There are several ways to get to Machu Picchu, and all of them sound like great options. We can ride the bikes out to Santa Teresa and then either ride or hike or take a taxi to the Hydroelectric dam and walk the last several miles to Machu Picchu Pueblo (aka Aguas Calientes). We can ride bike or take a bus to Ollantaytambo about an hour and a half from Cusco and then take the train through the Sacred Valley to A.C. or you can do some major hiking if that’s more your cup of tea. You can’t drive/ride any closer to Machu Picchu than to the hydroelectric dam about 9 miles up the river valley.
After a few days of mulling over the options, our schedule and current physical condition – bus and train it is. We’ve both been a little worn out and Cusco means a bug for each of us, not that it’s got anything to do with Cusco but it just works out that way. So we book train tickets and tickets to get into Machu Picchu and leave Cusco on a collective on a Sunday and take the drive to Ollantaytambo.
The view from the windows of the bus is incredible as we drop down into Urubamba…we can see snow=capped peaks along the mountain range. And part of me wishes we had ridden, but I also know I wouldn’t be able to enjoy the view as much if I’d been riding, so it’s a trade off. We catch the train within 30 minutes of arriving in Ollantaytambo and are off for the 1 hour and 40 minute ride to Aguas Calientes.
We arrive in A.C. and walk over the footbridge (there are no private cars in this town, it’s really a walking town) to go find our hostel and settle in.
We have dinner and drinks with Toby and Chloe, friends who drove to Santa Teresa and did the hike with their dog today.
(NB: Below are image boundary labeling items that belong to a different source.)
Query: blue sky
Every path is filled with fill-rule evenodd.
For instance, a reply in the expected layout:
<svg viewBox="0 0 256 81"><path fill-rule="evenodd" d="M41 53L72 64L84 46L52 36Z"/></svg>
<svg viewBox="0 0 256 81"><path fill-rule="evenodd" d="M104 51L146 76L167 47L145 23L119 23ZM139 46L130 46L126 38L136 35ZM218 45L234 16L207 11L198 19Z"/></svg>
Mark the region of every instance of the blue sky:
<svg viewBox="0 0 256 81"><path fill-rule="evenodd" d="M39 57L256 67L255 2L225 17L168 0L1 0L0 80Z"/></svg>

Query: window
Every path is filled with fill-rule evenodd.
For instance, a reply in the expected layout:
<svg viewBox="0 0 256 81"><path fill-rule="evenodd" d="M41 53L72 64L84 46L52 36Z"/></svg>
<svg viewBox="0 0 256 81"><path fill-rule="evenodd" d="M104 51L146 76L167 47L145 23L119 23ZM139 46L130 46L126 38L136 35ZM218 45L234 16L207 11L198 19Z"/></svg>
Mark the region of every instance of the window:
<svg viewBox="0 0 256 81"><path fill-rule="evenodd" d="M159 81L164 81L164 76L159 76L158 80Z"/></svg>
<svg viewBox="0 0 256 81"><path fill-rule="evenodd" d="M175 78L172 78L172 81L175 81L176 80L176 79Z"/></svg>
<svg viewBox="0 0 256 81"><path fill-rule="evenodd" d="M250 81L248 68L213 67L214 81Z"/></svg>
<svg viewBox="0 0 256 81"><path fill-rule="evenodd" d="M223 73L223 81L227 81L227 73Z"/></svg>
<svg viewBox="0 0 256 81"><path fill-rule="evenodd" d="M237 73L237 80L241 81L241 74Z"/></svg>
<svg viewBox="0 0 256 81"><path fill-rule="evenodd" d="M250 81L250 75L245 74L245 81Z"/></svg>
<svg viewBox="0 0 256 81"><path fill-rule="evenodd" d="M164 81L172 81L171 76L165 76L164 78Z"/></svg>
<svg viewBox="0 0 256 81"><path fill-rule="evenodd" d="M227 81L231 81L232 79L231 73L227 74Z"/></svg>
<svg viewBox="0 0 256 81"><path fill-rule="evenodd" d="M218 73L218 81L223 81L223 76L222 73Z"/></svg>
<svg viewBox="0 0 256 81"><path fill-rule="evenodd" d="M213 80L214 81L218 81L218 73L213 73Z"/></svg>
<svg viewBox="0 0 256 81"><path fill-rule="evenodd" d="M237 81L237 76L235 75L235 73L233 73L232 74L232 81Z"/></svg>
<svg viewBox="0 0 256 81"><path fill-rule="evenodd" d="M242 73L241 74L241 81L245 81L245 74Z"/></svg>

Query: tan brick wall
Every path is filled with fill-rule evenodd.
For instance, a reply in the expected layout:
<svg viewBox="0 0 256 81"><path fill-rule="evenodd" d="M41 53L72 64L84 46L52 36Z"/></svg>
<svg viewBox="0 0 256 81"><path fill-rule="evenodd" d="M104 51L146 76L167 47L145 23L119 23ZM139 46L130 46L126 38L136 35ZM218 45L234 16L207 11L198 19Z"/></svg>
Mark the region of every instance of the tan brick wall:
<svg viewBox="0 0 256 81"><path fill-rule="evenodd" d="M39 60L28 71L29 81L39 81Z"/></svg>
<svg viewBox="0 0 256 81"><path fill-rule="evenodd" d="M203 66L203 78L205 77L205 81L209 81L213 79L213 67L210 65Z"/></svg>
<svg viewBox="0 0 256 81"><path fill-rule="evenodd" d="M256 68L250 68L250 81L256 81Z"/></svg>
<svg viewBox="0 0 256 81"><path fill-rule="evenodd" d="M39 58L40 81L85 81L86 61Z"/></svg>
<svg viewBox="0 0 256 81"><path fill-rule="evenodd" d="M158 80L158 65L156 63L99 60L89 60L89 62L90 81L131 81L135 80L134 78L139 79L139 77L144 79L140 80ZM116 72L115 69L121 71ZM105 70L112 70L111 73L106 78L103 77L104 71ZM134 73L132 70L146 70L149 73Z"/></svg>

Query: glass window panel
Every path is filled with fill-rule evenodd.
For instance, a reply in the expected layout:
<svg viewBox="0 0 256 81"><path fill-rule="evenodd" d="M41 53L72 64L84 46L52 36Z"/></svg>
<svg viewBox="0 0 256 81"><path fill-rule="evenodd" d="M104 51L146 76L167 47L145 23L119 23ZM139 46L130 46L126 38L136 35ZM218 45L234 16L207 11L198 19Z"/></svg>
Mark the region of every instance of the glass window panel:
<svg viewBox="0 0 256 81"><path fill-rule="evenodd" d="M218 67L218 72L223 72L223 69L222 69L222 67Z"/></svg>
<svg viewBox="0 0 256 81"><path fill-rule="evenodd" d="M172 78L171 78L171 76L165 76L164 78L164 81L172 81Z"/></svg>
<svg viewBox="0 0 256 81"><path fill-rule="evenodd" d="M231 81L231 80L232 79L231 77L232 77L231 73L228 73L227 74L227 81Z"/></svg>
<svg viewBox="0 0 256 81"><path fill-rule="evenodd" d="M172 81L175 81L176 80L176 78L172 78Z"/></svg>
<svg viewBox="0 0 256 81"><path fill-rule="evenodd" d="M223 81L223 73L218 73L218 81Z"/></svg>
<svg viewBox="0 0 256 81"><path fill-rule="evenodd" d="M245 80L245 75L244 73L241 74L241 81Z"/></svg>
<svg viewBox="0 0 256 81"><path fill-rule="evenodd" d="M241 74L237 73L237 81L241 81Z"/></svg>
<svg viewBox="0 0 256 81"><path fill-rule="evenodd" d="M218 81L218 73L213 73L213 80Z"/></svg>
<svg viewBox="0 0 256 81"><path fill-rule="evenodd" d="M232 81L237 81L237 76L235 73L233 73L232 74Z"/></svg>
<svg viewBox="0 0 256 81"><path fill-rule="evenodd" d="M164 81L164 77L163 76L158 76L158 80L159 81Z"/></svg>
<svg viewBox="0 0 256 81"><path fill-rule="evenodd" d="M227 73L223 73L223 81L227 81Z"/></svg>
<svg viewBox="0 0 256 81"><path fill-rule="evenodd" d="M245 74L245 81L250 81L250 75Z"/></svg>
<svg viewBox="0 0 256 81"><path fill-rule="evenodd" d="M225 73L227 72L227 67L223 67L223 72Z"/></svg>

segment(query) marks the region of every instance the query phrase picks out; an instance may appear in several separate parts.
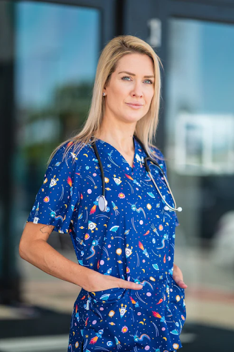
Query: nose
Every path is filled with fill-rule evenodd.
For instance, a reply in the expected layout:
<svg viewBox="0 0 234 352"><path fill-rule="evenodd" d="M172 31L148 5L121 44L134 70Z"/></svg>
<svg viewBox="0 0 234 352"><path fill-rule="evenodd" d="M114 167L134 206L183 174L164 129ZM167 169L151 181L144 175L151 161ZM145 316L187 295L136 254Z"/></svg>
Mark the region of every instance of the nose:
<svg viewBox="0 0 234 352"><path fill-rule="evenodd" d="M134 87L131 91L131 96L136 96L140 98L143 96L141 82L136 82L136 83L134 85Z"/></svg>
And we check out the town square.
We buy our bus tickets ($10 each way or $19 for a round trip) at the bus station and the next morning we line up at 4:10am to catch the first bus of the day at 5:30. We are the first people there but within a few minutes other people arrive and start to line up behind us. And by the time the bus is ready to go there are enough people to fill a few buses.
We get to the top after a 20-minute ride up gravel switchbacks on the private park road, only to line up behind a hundred or so sweaty, smelly runners and athletes who have either run or hiked up the mountain. It’s impressive. The gates open at 6am and off we go into Machu Picchu.
There are clouds over the main ruins but they are breaking up as the sun rises higher in the sky, hiding and then releasing the ruins.
We hike to the Inka Bridge, which is a narrow trail that hugs the mountain wall and includes a stone and wooden bridge over a part of the trail where the ledge is too narrow to walk on. It’s in the photo behind me.
From this trail we can see the hydroelectric dam to our west down in the river valley.
Then we hike back up the trail to the ruins of Machu Picchu. The sun has dissolved most of the clouds and is casting deep shadows from its low vantage point just over Machu Picchu Mountain.
There really aren’t words for how beautiful it all is.